American taxpayers had better brace themselves for a new assault on their pocketbooks in the name of fighting crime.
This week, President Bush went before a "crime summit" of U.S. law officers to call for stronger penalties against violent crime.After Bush's sweeping victory in the Persian Gulf, it's going to be harder for Congress to keep turning a deaf ear to the White House's demands - particularly with polls showing most Americans support a tougher law-and-order policy.
But taxpayers don't always realize that tougher laws accelerate the need to build more jails and prisons. What's more, there are limits to how much further and faster we can go in this direction.
As it is now, the United States already has the dubious distinction of imprisoning more of its citizens per capita than any other country. During the 1980s, our prison population more than doubled to a total of one-million, with the result that 426 of every 100,000 Americans are now behind bars. The bill for keeping them there comes to $16 billion a year.

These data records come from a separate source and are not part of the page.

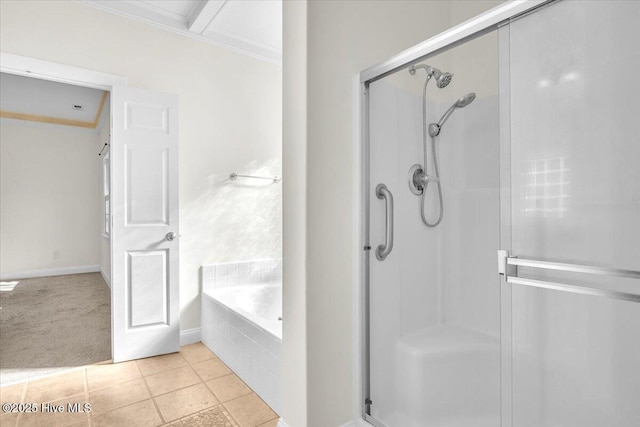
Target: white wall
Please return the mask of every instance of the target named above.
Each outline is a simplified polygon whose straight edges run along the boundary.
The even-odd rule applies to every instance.
[[[280,174],[282,67],[79,2],[3,1],[0,27],[4,52],[179,95],[181,329],[200,326],[201,265],[280,256],[279,202],[270,212],[243,204],[242,195],[264,195],[225,180],[230,172]],[[246,227],[254,234],[239,233]]]
[[[297,12],[294,8],[299,6],[293,3],[296,2],[285,2],[285,22],[287,14]],[[496,3],[483,2],[483,5]],[[306,252],[292,253],[285,260],[285,265],[295,263],[300,268],[304,268],[306,262],[305,282],[295,285],[306,291],[308,422],[296,420],[291,423],[293,427],[338,426],[352,419],[354,413],[353,78],[364,68],[457,23],[451,20],[451,12],[448,1],[309,1],[307,55],[289,56],[291,51],[285,46],[285,69],[290,66],[289,61],[308,67],[307,91],[295,100],[287,98],[287,102],[293,104],[305,103],[306,97],[307,106],[307,167],[306,174],[301,172],[301,175],[306,175],[308,197],[306,211],[302,208],[297,211],[306,215],[306,231],[302,233]],[[285,92],[287,87],[295,90],[298,84],[285,80]],[[285,114],[285,134],[298,129],[298,119],[294,112]],[[298,134],[305,137],[302,131]],[[295,167],[294,163],[300,161],[300,158],[288,157],[289,150],[294,151],[285,146],[285,169]],[[285,200],[301,194],[305,195],[285,187]],[[300,236],[298,226],[285,221],[285,237],[288,233]],[[299,277],[299,272],[296,273]],[[285,267],[284,274],[285,304],[288,297],[304,299],[305,292],[287,289],[287,282],[293,278],[287,276],[293,272]],[[303,301],[297,303],[304,304]],[[299,320],[304,321],[304,316]],[[304,353],[298,356],[304,357]],[[303,374],[285,371],[283,382],[303,381]],[[292,377],[287,379],[288,375]],[[306,405],[302,399],[304,395],[289,405]],[[289,414],[285,403],[283,417],[287,422]]]
[[[283,10],[282,410],[307,425],[307,2]]]
[[[3,275],[100,264],[97,146],[86,130],[2,121]]]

That's why the Bush administration's call for tougher penalties should be answered not just with more prisons but with a new look at possible alternatives to incarceration.
Among those alternatives should be increased use of electronic "bracelets" for home incarceration and increased use of parole, which would require increased supervision of parolees by probation officers.
Moreover, how about considering the possible use of boot camps in which sentences of young offenders are reduced to a few months in exchange for their submitting to a program of military discipline and remedial programs?
As long as America keeps getting bigger and more violent, it can't entirely avoid building more prisons. But let's be sure to pursue all the options. Just as crime has many causes, it also can have many cures. Prison is only one of them.